23 de dez de 2002

SOBRE O DIREITO DE PROPRIEDADE

J. O. de Meira Penna



Essencial é o direito de propriedade ao funcionamento de uma democracia liberal e seu desrespeito conduz, como Friedrich Hayek percebeu, ao "caminho da servidão". Para os socialistas, ao contrário, a propriedade só deve caber à coletividade, ou seja ao Estado. Quando Proudhon escreveu a frase famosa "a Propriedade é um roubo" (La propriété c´est le vol), estava expressando um princípio mais anarquista do que comunista.
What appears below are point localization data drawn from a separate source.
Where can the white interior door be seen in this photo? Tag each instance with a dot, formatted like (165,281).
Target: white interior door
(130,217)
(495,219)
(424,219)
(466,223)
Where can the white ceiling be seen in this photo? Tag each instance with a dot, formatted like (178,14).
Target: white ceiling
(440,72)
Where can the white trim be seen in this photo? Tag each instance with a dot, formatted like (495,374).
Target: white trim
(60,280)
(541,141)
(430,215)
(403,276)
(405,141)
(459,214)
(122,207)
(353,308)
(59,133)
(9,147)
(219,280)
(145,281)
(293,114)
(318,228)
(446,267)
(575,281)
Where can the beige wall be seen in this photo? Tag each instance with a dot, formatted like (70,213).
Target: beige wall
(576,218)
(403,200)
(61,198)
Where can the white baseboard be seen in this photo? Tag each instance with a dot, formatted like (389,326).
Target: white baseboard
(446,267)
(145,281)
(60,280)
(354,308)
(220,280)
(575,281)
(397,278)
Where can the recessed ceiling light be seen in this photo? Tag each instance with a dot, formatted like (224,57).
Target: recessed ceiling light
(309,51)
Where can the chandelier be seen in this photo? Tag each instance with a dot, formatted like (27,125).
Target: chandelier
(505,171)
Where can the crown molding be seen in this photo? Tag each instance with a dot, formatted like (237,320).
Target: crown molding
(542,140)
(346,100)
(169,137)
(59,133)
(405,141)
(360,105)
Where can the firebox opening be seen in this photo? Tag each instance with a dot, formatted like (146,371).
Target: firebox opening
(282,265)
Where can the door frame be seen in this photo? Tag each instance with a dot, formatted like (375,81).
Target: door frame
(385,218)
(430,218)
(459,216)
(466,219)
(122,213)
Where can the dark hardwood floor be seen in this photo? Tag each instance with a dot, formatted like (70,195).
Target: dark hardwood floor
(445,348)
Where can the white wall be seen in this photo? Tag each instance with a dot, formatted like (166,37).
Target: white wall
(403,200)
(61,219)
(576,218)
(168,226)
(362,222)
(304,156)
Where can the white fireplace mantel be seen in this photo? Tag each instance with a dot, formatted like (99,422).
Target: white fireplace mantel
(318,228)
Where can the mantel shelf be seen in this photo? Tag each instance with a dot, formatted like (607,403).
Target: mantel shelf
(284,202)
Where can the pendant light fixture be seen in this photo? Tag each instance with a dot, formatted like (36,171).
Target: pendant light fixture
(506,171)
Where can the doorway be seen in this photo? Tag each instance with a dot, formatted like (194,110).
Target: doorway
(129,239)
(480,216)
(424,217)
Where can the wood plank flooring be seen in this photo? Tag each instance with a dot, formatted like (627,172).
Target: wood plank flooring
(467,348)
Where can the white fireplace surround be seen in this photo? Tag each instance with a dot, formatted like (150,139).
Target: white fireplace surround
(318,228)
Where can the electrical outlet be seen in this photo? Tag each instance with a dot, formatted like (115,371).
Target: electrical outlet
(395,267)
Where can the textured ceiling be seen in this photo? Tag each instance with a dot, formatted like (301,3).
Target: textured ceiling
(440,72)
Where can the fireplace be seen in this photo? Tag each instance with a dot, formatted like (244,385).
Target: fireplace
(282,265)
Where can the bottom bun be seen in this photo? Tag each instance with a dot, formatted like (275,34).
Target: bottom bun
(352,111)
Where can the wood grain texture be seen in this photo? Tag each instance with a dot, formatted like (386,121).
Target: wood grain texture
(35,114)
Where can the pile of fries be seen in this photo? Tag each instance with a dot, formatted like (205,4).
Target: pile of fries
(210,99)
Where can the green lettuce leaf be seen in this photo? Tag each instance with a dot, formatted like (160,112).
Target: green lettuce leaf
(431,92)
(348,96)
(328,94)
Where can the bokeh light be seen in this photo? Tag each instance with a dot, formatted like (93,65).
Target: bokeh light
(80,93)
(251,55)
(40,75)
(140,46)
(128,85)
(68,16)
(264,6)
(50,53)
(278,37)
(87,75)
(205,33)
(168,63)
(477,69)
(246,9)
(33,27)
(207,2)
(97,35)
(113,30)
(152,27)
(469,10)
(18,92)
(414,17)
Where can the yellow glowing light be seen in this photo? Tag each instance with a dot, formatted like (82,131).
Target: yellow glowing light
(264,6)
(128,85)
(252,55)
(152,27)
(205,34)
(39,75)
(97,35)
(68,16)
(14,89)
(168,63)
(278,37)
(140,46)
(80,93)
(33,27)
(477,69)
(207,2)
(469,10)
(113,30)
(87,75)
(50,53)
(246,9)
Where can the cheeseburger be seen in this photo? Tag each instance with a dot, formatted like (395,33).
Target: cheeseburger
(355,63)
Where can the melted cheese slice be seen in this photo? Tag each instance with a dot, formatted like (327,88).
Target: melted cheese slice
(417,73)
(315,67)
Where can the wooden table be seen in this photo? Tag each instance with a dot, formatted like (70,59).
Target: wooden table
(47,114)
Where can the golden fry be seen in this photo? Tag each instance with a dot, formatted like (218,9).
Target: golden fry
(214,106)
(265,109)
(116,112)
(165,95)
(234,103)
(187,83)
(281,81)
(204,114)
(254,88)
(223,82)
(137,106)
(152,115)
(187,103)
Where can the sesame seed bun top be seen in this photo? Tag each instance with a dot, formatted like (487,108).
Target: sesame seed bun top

Engels afirmava que a propriedade primitiva já teria sido comunista e, de acordo com Marx, a solução de todos os problemas da Humanidade consistiria na supressão da propriedade privada de todos os meios de produção, entregando-os ao proletariado. Na verdade, a origem da idéia esdrúxula, que tamanhos horrores causou em nosso século, se deve a Rousseau. No princípio da 2ª parte de seu ensaio sobre "As Origens e o Fundamento da Desigualdade", o deplorável genebrino atribui ao primeiro homem que, tendo cercado seu terreno, disse "isto é meu" (Le premier qui ayant enclos un terrain, s´avisa de dire, ceci est à moi), a responsabilidade por todos os crimes, guerras, homicídios e misérias do gênero humano A propriedade seria então, segundo Rousseau, a impostura de um louco. A longa jornada do socialismo em sua versão moderna tem essa origem quando, em 1796, com a "Conspiração dos Iguais" de Babeuf ao término da Revolução Francesa, se inicia a lamentável carreira da Ideologia coletivista. Em contrapartida, podemos colocar na obra de Locke, o filósofo da "Revolução Gloriosa" de 1688 na Inglaterra, o princípio da evolução da sociedade democrática e liberal tal como hoje a conhecemos. Nos "Dois Tratados sobre o Governo", Locke sustenta seu argumento na idéia que Liberdade e Propriedade são direitos naturais inerentes do homem, justificando o Governo unicamente como meio de fazê-los respeitar.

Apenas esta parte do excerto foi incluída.